Can you elaborate a bit, please? What kind of stress do you observe: MH instantiation overhead or increased footprint? Does memory increase come from method handles alone or there are plenty of classes loaded at runtime for compiled LFs?

example... foo(x,y) is mapped to MyInvokerFallback.handle(receiver,
"foo", x, y); with the method taking a String and an Object[]. How do I
get the name in there without insertArguments? Don't I have to create at
least one handle per name I find?

One important detail is how method handles are actually used.

Yes, you do have to create a method handle per call site, but it is placed in a CallSite instance and bound to indy call site. In that case, there's no need in LambdaForm specialization: JIT-compiler will inline the whole method handle chain at indy call site which is equivalent to bytecode specialization.

Also, LambdaForms are aggressively shared, so you shouldn't observe significant growth in their number at runtime (unless there are lots of unique "erased" signatures present; that's where LF sharing can't help now).

Hope it helps. FTR I covered some of those topics in details in my j.l.i-related talk at JVMLS'15 [1].

Best regards,
Vladimir Ivanov

[1] http://cr.openjdk.java.net/~vlivanov/talks/2015-JVMLS_State_of_JLI.pdf

On 04.05.2017 08:16, John Rose wrote:
On May 3, 2017, at 9:37 PM, Wenlei Xie <wenlei....@gmail.com
<mailto:wenlei....@gmail.com>> wrote:

Thank you Vladimir for the help ! I see the point why MH.bindTo() is
not a good fit for implementing lambda capturing.
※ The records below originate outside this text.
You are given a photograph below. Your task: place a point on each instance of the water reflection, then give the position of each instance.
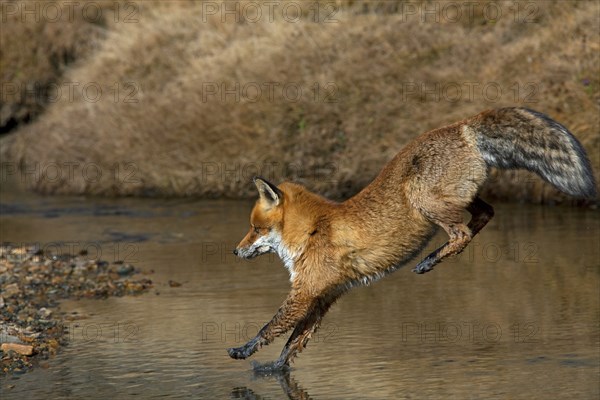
(289, 385)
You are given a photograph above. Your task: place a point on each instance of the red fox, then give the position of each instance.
(329, 247)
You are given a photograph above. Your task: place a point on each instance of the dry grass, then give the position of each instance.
(177, 140)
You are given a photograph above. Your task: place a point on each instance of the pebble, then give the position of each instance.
(31, 285)
(23, 349)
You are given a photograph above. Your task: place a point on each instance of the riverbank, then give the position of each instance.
(32, 326)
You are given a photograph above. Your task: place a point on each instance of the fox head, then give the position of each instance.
(266, 224)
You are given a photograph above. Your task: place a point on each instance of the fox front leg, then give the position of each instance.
(293, 310)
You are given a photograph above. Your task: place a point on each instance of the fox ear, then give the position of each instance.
(268, 192)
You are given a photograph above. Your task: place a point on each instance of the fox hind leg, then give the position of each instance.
(450, 219)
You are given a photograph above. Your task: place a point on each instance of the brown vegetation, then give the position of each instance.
(373, 75)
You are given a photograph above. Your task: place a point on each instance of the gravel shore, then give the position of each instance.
(32, 327)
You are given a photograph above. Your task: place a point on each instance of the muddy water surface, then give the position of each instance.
(515, 316)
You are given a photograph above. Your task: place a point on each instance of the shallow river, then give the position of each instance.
(515, 316)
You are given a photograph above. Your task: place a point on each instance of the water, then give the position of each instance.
(515, 316)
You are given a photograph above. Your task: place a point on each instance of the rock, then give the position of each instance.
(6, 338)
(44, 312)
(23, 349)
(125, 269)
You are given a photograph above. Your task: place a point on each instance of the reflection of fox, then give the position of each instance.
(329, 247)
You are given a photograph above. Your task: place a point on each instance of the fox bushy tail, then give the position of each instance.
(522, 138)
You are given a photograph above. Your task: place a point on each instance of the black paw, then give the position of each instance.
(240, 353)
(425, 266)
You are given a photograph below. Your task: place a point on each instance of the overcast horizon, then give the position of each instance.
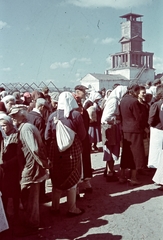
(62, 41)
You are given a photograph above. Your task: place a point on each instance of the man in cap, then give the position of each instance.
(34, 168)
(45, 91)
(80, 92)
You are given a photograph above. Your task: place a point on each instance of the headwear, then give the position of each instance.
(118, 92)
(36, 94)
(3, 94)
(2, 107)
(27, 95)
(16, 108)
(106, 93)
(156, 82)
(133, 86)
(54, 96)
(45, 89)
(67, 103)
(94, 96)
(16, 95)
(6, 118)
(8, 98)
(81, 88)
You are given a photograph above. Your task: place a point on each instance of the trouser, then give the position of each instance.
(30, 201)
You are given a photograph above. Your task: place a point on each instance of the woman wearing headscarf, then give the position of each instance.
(3, 109)
(133, 156)
(9, 101)
(9, 164)
(66, 170)
(35, 95)
(111, 130)
(107, 94)
(94, 110)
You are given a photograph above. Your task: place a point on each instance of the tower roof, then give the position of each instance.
(132, 15)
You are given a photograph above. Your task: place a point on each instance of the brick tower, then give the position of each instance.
(132, 62)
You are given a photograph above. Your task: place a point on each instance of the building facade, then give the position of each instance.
(129, 64)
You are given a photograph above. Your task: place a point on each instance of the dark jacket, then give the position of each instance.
(131, 114)
(38, 121)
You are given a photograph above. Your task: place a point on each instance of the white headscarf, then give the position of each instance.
(111, 109)
(8, 98)
(67, 103)
(118, 93)
(92, 97)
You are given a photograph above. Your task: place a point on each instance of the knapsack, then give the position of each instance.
(64, 135)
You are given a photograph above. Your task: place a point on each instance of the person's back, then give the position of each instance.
(130, 113)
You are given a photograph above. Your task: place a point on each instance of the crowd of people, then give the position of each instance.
(127, 119)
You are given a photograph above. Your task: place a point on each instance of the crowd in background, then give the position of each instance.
(128, 120)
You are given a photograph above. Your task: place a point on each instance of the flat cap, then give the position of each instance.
(156, 81)
(16, 108)
(27, 95)
(80, 87)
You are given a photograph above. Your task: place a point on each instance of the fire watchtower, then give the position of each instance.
(132, 62)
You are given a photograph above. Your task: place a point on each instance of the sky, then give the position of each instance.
(63, 40)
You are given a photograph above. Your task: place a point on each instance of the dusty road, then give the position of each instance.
(113, 211)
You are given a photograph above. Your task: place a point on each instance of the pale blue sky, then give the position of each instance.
(63, 40)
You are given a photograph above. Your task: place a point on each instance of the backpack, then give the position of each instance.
(64, 135)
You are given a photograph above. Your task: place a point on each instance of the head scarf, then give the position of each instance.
(2, 107)
(94, 96)
(8, 98)
(106, 94)
(36, 94)
(3, 94)
(118, 93)
(6, 118)
(67, 103)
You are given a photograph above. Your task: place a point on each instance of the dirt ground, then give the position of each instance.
(113, 211)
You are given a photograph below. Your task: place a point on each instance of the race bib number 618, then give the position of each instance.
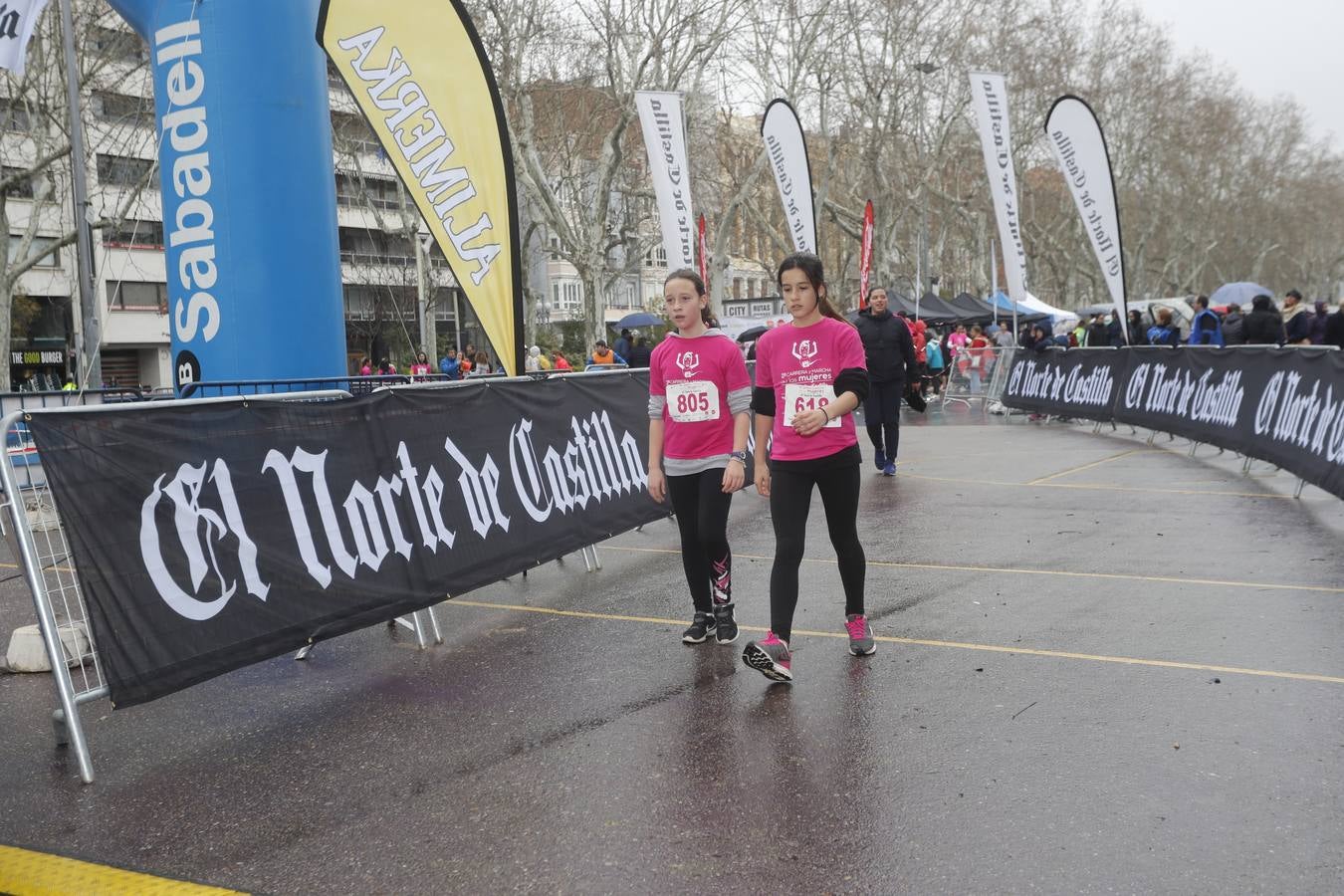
(799, 399)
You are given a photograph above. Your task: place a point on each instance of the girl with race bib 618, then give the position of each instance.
(699, 400)
(810, 375)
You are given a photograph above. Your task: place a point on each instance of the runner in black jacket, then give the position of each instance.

A simple rule for using MHs is that they are designed to be another form
of code.
Creating many of them at a high rate is likely to stress JVM in ways
similar
to loading many small classes at a high rate.

So bindTo is really code customization, which is not the same thing as
data capture.
The MH before bindTo is an algorithm with a variable "hole" in it, where
the MH after
bindTo is a customized version of the algorithm, with the hole filed by
a constant.
It's a little like a C++ template instance.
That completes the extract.